The Department of Psychiatry and Behavioral Sciences at the University of New Mexico Health Sciences Center has completed a comprehensive review of the resources available in Bernalillo County to deal with behavioral health issues.
In a new report, Meeting Challenges, Finding Opportunities: Bernalillo County Behavioral Health Services Assessment, UNM faculty identify both the strengths and weaknesses in Bernalillo County’s behavioral health care network across the spectrum of services.
The report finds that there is sufficient capacity to treat people suffering from severe mental illness at UNM Psychiatric Center, along with facilities operated by other health care providers. Also, primary care providers and community mental health clinics manage the vast majority of less-serious conditions on an outpatient basis.
But a major piece is missing, the report finds. Past public policy decisions, coupled with changes in reimbursement structures, have led to a dearth of community-based options for providing ongoing care to people with chronic mental illness and substance abuse issues.
“The community would achieve better access and mental health outcomes by developing intermediate- and community-based levels of care, rather than building additional inpatient acute care capacity,” the report says.

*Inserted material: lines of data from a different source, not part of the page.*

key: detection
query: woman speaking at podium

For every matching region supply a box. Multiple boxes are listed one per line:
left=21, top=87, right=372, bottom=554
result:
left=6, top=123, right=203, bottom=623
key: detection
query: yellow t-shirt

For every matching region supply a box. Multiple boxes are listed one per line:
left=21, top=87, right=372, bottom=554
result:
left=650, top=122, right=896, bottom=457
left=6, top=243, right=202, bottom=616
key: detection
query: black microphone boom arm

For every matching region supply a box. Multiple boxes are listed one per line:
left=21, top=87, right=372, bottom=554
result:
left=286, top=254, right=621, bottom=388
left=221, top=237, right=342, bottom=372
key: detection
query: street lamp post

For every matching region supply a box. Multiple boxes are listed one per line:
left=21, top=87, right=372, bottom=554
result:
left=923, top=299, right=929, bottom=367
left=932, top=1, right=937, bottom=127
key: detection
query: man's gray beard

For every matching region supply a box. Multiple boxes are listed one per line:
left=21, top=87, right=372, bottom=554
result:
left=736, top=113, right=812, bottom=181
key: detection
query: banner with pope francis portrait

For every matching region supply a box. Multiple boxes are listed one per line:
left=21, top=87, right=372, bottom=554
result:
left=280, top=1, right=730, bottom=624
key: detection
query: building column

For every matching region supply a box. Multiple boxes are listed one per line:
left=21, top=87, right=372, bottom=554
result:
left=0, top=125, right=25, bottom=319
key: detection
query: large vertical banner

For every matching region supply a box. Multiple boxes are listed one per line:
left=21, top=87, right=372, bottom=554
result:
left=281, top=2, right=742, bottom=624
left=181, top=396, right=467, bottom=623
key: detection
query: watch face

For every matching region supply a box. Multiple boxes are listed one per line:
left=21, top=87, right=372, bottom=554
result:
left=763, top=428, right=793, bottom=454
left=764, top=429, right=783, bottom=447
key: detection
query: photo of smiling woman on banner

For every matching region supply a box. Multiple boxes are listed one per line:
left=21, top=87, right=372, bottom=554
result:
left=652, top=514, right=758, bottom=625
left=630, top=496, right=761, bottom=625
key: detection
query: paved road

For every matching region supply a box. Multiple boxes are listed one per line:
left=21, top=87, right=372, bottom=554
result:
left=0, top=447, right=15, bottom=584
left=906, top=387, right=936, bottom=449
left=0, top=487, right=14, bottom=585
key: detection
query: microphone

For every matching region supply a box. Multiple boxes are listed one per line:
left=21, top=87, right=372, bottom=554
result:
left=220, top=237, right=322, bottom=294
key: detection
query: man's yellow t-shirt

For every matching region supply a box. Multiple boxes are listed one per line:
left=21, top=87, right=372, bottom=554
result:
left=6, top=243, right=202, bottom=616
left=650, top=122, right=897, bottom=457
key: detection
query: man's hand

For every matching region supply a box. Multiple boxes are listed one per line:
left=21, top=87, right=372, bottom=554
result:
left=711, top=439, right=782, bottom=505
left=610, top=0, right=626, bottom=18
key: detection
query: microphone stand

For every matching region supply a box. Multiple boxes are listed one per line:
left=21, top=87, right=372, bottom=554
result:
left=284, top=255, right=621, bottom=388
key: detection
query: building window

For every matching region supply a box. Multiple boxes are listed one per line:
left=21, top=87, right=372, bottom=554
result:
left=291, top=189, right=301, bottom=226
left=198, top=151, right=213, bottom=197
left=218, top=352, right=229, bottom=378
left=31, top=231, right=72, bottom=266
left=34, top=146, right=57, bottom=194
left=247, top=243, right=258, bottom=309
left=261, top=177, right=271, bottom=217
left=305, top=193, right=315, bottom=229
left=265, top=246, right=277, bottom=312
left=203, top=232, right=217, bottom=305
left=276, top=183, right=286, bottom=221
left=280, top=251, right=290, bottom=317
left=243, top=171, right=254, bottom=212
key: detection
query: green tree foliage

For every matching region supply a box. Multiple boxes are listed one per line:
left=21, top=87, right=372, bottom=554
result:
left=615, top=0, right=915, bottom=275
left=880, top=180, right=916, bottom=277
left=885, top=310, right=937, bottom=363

Report co-author Mauricio Tohen, MD, Dr.PH, professor and chair of UNM’s Department of Psychiatry and Behavioral Sciences, says better interagency communication and an improved reimbursement framework would help drive improvements in care.
“The desired outcome is to provide reasonable access when needed for all members of our community,” Tohen says. “This requires community-wide support for a more robust assessment system with multiple access points and more comprehensive crisis services.”